As collaborative teams, we grow students academically, socially, and emotionally while also having an on-going focus on student learning. It is one thing to say we have a focus, and it is another to actually do the work. We start with the end in mind by asking ourselves, "What do we want students to know and be able to do?"

Collaborative teams meet daily to unpack essential standards, dig into student data to let it drive instruction and track student progress. We set SMART goals for each essential standard and monitor learning through formative assessments. Our campus instructional coaches and administration facilitate data meetings where we look at diagnostic assessment data to swiftly identify struggling students and provide support as needed in a timely manner. 

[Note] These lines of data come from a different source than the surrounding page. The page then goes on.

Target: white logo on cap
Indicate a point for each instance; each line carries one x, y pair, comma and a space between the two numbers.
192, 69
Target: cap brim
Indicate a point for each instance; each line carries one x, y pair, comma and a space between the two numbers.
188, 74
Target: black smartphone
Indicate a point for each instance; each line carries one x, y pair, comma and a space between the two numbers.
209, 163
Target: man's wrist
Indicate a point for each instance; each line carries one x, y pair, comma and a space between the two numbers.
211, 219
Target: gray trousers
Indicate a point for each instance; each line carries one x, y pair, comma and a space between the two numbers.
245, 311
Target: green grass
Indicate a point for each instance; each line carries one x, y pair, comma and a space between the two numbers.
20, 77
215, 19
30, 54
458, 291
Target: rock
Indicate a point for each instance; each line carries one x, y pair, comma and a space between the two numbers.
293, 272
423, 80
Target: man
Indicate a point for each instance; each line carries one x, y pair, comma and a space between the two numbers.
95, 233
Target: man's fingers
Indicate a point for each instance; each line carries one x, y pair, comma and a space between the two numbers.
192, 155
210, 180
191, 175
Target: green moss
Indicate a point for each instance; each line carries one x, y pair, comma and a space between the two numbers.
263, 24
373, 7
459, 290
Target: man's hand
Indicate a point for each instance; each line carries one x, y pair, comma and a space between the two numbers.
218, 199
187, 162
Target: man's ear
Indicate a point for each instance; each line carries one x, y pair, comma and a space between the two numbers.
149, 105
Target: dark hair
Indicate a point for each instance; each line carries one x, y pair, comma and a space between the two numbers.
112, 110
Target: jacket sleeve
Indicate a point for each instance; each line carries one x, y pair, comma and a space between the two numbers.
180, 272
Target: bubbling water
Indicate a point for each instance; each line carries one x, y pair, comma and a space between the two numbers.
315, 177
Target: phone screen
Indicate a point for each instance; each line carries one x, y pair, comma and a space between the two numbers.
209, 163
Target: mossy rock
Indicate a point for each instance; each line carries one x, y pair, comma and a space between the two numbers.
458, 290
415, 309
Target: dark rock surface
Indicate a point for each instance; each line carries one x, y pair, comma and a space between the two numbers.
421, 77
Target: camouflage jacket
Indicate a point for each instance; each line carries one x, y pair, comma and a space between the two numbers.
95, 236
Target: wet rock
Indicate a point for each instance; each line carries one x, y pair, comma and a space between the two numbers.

Our campus has implemented STANG time, (Supporting Thinking And Nourishing Growth),a 30 minute time period where all new instruction stops, so teams can share students and provide intervention and support, along with extensions for every child. This system is proactive and multilayered. Flexible groups are ever changing and students receive the specific support they need from expert teachers in that standard. 

Stewart is the quintessential "pilot school" for innovative  instructional practices. A couple in particular that we have been implementing is the labsite model and instructional rounds. These models have proven to be highly effective for our teachers by providing opportunities for collegial conversations and authentic professional development. 

Campus teams such as vertical alignment, team leader, core team and MTSS teams at Stewart continually work together to plan collaboratively with students in mind. These teams are driven by student data and make collaborative decisions that are hyperfocused on student growth and success. 

This approach allows for the utmost quality and equity of student learning that we strive to achieve every single day. Being a PLC model school means not just having a focus, but actually doing the work. 

 

 

Stewart Elementary received an overall Accountability Rating of an A in 2022.  This was based on Student achievement.  Stewart also received an A rating for Student Academic growth and met 100% of indicators for Academics and Student Success.  In addition to these ratings, Stewart received Distinctions in student progress in Mathematics and Post-Secondary Readiness.